A near-exact linear mixed model for genome-wide association studies
Zhibin Pu, Shufei Ge, Shijia Wang

TL;DR
The paper introduces NExt-LMM, a computationally efficient linear mixed model for GWAS that uses low-rank matrix approximations to significantly speed up analysis while maintaining high accuracy.
Contribution
The novel NExt-LMM framework exploits low-rank structures and HODLR formats to overcome computational bottlenecks in GWAS LMMs, with proven error bounds.
Findings
NExt-LMM accelerates GWAS analysis significantly.
The method maintains low approximation error.

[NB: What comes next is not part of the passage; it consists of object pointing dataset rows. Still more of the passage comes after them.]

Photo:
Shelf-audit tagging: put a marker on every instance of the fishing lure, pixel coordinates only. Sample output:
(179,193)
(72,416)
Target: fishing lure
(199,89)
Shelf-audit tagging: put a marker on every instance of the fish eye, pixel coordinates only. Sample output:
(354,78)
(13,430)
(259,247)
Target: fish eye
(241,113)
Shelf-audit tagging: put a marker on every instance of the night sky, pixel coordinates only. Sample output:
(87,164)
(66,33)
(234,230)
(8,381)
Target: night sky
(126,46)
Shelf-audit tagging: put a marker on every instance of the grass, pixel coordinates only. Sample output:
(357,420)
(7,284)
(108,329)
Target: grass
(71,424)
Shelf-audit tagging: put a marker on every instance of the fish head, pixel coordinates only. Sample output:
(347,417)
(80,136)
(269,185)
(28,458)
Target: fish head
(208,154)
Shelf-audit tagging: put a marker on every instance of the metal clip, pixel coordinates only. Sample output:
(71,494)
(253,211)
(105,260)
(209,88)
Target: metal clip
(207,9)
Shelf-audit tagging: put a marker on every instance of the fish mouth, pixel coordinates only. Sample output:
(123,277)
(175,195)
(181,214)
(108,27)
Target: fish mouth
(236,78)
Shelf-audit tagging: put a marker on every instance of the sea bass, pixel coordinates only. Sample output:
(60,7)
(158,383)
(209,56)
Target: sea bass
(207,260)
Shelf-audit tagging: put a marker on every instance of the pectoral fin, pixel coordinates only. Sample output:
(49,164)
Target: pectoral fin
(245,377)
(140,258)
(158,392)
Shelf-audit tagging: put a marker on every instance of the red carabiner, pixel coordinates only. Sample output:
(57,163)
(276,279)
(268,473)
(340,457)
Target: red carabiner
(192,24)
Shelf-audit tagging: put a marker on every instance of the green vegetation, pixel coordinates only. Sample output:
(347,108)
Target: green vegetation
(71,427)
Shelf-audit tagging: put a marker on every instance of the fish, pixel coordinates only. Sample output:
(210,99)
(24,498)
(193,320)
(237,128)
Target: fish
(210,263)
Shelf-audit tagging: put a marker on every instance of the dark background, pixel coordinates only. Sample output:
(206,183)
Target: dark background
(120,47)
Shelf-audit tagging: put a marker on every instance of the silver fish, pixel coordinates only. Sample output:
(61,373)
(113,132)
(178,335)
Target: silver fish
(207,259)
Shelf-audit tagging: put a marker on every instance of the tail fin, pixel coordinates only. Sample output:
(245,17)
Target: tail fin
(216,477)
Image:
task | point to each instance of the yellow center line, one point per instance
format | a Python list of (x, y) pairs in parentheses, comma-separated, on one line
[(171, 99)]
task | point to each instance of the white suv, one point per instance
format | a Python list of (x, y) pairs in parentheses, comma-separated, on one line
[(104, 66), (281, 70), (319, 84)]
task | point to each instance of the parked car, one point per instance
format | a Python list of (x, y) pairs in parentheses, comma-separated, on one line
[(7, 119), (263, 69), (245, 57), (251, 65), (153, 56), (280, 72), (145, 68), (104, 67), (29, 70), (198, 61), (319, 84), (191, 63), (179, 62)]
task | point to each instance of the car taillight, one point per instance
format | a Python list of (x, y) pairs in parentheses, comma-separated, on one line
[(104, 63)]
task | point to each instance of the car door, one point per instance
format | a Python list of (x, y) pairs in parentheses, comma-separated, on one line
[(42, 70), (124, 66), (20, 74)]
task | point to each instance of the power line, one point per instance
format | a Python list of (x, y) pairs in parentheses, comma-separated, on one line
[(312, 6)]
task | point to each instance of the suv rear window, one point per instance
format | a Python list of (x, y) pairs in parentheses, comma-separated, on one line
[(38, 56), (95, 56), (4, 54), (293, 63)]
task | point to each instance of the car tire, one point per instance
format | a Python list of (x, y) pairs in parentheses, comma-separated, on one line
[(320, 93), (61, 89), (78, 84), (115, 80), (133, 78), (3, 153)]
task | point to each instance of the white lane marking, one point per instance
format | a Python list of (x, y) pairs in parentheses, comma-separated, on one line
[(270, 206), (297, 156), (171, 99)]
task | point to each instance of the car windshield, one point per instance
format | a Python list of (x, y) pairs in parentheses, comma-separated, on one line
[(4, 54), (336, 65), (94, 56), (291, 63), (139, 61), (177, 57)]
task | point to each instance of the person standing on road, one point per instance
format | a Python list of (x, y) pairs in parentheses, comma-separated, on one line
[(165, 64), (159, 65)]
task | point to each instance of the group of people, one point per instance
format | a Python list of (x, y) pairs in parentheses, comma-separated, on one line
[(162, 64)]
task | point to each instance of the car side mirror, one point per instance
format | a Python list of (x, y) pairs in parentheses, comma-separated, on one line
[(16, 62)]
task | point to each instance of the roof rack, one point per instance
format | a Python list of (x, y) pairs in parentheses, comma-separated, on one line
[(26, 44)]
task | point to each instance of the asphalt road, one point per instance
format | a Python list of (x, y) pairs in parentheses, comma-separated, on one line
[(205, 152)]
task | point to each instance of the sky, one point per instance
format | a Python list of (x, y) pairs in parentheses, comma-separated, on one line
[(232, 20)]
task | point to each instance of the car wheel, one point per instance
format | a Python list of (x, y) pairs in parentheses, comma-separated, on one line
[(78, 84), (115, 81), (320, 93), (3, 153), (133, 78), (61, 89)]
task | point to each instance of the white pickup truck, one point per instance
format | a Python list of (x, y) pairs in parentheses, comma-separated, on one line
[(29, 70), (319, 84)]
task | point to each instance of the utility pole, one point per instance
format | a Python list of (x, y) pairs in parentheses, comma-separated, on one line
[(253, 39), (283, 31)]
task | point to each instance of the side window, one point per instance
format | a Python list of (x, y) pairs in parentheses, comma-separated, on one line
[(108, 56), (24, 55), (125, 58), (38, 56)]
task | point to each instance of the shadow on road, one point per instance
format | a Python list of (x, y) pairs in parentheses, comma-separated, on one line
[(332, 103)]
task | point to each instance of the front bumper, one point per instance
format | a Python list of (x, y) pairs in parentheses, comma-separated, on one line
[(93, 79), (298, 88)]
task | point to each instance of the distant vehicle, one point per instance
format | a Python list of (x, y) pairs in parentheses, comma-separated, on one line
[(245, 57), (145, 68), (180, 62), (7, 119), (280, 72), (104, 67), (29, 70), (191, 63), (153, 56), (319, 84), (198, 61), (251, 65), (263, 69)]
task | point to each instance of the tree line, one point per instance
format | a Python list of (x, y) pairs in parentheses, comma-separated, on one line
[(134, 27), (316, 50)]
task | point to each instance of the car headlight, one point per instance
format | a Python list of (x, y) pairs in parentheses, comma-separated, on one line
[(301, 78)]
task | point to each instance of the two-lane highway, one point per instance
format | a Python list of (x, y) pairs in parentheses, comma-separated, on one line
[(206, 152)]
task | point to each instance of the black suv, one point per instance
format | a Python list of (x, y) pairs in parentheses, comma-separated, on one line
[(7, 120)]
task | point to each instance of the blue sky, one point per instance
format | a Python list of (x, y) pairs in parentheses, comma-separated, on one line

Numerical experiments validate efficiency improvements.
Abstract
Linear mixed models (LMM) are widely adopted in genome-wide association studies (GWAS) to account for population stratification and cryptic relatedness. However, the parameter estimation of LMMs imposes substantial computational burdens due to large-scale operations on genetic similarity matrices (GSM). We introduced the near-exact linear mixed model (NExt-LMM), a novel LMM framework that overcomes critical computational bottlenecks in GWAS through the following key innovations. Firstly, we exploit the inherent low-rank structure of the GSM iteratively with the Hierarchical Off-Diagonal Low-Rank (HODLR) format, which is much faster than traditional decomposition methods. Secondly, we leverage the HODLR-approximated GSM to dramatically accelerate the further maximum likelihood estimation with the shared heritability ratios. Moreover, we establish rigorous error bounds for the NExt-LMM…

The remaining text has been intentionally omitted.